You happen to have a random conversation about visiting a family dentist. You most likely would end up talking about the visits a family member had to make when they had a root canal, an implant, or some other dental procedure. It is commonly known that regular brushing and flossing can protect your gums and teeth almost completely; but only almost. Due to its sensitive nature and proneness to diseases, the mouth needs more attention to hygiene than most parts of our body. This is where the process of professional dental cleaning comes up.
You have probably been advised to have a routine dental cleaning done every six months. And yet, even these routine check-ups come up mostly in case of vulnerable groups such as children, older adults, or people with various kinds of illnesses. And yet, even if you don’t belong to one of these groups and have ignored your routine dental cleaning, there’s a chance you might have to go for an advanced dental cleaning. There are some things about the two that you might want to know to get an idea what your family dentist could recommend next!
What are dental cleanings in the first place?
It is a fact not commonly known that brushing and flossing does not affect the bacteria and tartar build-up at all in some cases.
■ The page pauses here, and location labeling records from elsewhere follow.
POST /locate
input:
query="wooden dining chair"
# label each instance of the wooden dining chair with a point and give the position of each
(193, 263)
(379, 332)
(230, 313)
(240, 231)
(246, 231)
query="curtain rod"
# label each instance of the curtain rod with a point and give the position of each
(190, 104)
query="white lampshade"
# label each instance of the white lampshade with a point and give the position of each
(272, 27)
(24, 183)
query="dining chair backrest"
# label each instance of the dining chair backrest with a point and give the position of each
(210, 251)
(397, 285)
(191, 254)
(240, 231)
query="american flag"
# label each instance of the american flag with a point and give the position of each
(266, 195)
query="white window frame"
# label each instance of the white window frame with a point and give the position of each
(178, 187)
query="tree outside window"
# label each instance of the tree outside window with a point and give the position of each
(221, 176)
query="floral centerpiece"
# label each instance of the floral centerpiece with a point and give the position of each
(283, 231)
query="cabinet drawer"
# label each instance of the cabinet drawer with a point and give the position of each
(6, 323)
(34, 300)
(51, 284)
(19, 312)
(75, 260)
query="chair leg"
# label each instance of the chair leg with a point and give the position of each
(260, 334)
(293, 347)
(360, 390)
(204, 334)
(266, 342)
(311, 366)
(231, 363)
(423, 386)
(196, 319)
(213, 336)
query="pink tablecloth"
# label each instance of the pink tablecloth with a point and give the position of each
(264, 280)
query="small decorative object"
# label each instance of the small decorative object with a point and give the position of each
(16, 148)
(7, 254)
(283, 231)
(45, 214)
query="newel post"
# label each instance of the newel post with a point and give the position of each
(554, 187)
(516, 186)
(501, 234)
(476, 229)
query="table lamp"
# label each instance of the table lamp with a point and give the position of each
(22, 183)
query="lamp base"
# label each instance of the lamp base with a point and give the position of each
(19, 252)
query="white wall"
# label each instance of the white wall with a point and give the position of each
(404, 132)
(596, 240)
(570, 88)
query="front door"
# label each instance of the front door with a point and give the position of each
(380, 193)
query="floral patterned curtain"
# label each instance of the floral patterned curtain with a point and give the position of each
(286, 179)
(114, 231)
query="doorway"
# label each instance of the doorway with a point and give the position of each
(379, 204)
A long-term situation of neglect for your gums could lead to gum diseases, ulcers, unexplained toothache, or cavities. These problems turn serious in no time at all: one day you would be chewing perfectly well, and the other day you could come to know that you’re in need of a crown or an implant!
This is where the necessity of regular dental cleaning procedures comes up. The idea is to visit your family dentist every six months for a routine dental check-up, so that you know that the whole house is keeping safe and if there are any dental practises you and your family should consider changing. The procedures followed during a routine dental cleaning can vary depending upon the condition of your teeth, but they mostly have to do with cleaning the teeth using specific equipment such as laser.
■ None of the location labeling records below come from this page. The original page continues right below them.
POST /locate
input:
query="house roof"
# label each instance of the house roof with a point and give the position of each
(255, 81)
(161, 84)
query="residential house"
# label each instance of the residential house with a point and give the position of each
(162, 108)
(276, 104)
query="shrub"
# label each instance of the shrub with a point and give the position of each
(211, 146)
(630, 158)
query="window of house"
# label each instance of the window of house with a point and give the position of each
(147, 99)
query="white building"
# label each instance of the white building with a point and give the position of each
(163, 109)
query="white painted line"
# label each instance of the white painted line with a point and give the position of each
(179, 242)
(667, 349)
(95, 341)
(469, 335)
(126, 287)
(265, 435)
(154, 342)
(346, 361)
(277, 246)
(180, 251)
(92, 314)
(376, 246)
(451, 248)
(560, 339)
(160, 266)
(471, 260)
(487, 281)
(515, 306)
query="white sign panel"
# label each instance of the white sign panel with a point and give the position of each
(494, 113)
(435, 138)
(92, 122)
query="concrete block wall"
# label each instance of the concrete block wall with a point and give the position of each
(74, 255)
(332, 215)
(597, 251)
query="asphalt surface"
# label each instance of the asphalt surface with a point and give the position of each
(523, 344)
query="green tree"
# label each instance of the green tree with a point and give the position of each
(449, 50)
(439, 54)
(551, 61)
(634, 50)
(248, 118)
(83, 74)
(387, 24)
Routine cleaning is as important as brushing and flossing
Unfortunately, due to the lack of awareness regarding the importance of dental cleaning within the public domain, most people visit the dentist only when one of these problems have already occurred. In most of these cases, the first step that is taken is debridement. A thick, sticky layer of plaque builds up around the teeth which restricts proper inspection of teeth. The dentist first goes on to remove this layer so that a routine dental procedure can be followed.
The inspection involves checking for severe plaque build-up, bleeding, bone loss, or gum diseases. If none of these has happened, your family dentist or hygienist would go on to perform prophylaxis cleaning. It involves the removal of layers of plaque and calculus, and if the patient requests for it, then also tooth enamel polishing.
Why your family dentist might suggest an advanced dental cleaning
The need for advanced dental cleaning arises when something worrisome turns up in the inspection performed prior to cleaning. It’s also more commonly known as scaling, root planning, and deep cleaning. The term “deep” cleaning refers to the part of the procedure where the dentist cleans up accumulated tartar between gum pockets and spaces between the teeth. Moreover, advanced ultrasonic equipment comes is involved in the procedure alongside regular scaling equipment.
There is absolutely no need to be afraid of an advanced dental cleaning process! We recommend going only to the best family dentist you know of so that they can accurately prescribe local anaesthesia to calm you down and make sure you don’t feel any pain. Cleaning procedures are mostly pain-free, and it’s always a good idea to make sure you don’t miss your routine appointments and stay on top of your oral health!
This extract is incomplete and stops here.